Storage Technology Corp. and Storability Software Inc. will both emerge as winners from their merger announced last week, according industry analysts.
Analysts largely agree that Storabilitys offerings dovetail well with StorageTeks current products and future strategy, claiming the products StorageTek acquired when it purchased Storability will give the company a platform from which to build even more functionality.
The most notable product StorageTek, of Louisville, Colo., gained in the acquisition was Storabilitys flagship Global Storage Manager SRM (storage resource management) software, which helps users manage components within multivendor, multisite storage environments.

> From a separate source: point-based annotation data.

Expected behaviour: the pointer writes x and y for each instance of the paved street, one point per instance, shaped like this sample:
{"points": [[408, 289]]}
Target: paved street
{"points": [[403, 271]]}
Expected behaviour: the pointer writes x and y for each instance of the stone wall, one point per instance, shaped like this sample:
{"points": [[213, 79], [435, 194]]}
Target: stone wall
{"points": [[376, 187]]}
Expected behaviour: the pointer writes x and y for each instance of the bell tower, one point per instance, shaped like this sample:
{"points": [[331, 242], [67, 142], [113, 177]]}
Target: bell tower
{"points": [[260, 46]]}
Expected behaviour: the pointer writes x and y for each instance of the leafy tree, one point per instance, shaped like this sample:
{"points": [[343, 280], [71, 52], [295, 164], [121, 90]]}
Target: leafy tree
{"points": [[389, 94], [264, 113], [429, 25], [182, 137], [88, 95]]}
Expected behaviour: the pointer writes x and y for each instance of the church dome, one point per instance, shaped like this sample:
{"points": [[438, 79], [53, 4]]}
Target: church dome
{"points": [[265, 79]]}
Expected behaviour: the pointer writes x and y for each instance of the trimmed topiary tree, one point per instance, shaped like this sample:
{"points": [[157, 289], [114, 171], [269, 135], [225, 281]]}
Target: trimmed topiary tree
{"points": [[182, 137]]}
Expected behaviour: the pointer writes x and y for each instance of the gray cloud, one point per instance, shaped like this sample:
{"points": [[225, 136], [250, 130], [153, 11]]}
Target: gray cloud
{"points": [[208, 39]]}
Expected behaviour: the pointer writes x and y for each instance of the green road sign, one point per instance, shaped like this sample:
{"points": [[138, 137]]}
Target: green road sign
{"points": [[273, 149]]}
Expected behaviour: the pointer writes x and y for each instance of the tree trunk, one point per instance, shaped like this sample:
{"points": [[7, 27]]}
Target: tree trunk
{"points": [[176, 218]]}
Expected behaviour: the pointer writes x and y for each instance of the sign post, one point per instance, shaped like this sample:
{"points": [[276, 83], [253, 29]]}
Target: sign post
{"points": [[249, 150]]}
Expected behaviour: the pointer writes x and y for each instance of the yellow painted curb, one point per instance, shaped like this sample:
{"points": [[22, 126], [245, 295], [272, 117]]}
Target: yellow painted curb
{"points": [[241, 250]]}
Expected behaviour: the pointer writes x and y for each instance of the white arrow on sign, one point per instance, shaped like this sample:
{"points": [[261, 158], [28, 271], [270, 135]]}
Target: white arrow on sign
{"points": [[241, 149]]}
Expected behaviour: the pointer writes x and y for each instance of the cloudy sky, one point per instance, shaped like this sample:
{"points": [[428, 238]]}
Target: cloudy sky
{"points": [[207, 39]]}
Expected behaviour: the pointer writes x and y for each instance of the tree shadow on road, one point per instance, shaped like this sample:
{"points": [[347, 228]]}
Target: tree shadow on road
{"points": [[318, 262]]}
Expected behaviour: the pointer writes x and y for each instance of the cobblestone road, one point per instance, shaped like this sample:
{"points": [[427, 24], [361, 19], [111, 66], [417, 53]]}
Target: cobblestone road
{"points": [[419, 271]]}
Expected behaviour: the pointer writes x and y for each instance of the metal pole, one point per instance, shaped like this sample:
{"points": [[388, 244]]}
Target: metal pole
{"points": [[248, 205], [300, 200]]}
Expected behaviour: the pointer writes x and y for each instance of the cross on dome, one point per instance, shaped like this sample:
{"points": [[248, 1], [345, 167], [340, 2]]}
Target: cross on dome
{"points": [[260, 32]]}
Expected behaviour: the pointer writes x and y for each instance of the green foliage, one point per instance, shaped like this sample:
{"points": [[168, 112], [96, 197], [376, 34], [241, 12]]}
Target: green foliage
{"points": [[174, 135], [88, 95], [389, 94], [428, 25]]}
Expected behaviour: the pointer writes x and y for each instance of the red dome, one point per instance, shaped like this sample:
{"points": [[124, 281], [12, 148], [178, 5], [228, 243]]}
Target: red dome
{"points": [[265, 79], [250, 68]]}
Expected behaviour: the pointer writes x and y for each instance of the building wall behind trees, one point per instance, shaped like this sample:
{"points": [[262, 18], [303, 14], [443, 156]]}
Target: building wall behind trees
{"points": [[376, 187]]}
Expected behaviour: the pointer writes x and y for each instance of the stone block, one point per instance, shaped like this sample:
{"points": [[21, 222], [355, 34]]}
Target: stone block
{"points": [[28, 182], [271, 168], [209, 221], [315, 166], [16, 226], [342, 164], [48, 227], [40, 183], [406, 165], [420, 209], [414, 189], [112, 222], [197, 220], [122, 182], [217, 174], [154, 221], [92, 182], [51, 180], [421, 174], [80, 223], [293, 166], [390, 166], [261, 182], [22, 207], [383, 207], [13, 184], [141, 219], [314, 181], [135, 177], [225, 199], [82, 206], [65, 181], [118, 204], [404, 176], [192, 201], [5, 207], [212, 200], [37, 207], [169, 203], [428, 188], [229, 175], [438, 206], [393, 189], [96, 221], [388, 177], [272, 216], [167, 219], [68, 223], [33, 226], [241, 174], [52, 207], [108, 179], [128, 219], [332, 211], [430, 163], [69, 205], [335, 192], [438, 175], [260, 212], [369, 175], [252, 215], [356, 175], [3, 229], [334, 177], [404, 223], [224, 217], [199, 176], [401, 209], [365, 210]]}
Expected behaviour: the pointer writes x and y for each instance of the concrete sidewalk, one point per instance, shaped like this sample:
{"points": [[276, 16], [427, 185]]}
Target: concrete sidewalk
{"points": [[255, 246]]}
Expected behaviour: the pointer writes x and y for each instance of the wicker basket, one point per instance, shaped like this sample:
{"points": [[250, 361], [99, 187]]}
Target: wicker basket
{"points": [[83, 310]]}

StorageTek, according to Nancy Hurley, a senior analyst at Enterprise Strategy Group of Milford, Mass., will be able to leverage the strong assessment and reporting capabilities of GSM to fulfill the first phase of an ILM (information lifecycle management) process. The first phase of an ILM process generally includes assessment, classification, implementation policies and automation.
StorageTek likely will use GSM as a platform for further development in an effort to present a full ILM portfolio, but how the combined technologies will function together or how far they will go toward reaching the goal of developing a full ILM still remains to be seen, Hurley said.
“StorageTek still needs a good deal of software to implement the rest of the ILM process,” she noted.
The largely amicable acquisition couldnt have come at a better time for Storability, of Southboro, Mass., which has had trouble signing up large OEMs, causing it to lack credibility in the eyes of some end users.
“This class of software is so central to an enterprise that they prefer to buy from a large, stable supplier, and in the hands of StorageTek all of that changes,” said Arun Taneja, president of the Taneja Group, a storage consulting firm based in Hopkinton, Mass. “So StorageTek gets a solid product, and Storability gets a path to the market. Its a good deal.”
Taneja expects GSMs trajectory now to increase significantly, much like the enterprise storage management software from Burlington, Mass.-based AppIQ Inc., which gained little traction until signing Hitachi Data Systems and Sun Microsystems Inc. as resellers.
As for Storabilitys customers, Taneja believes this acquisition will ensure that they will continue to receive long-term support while seeing enhancements to the product over time.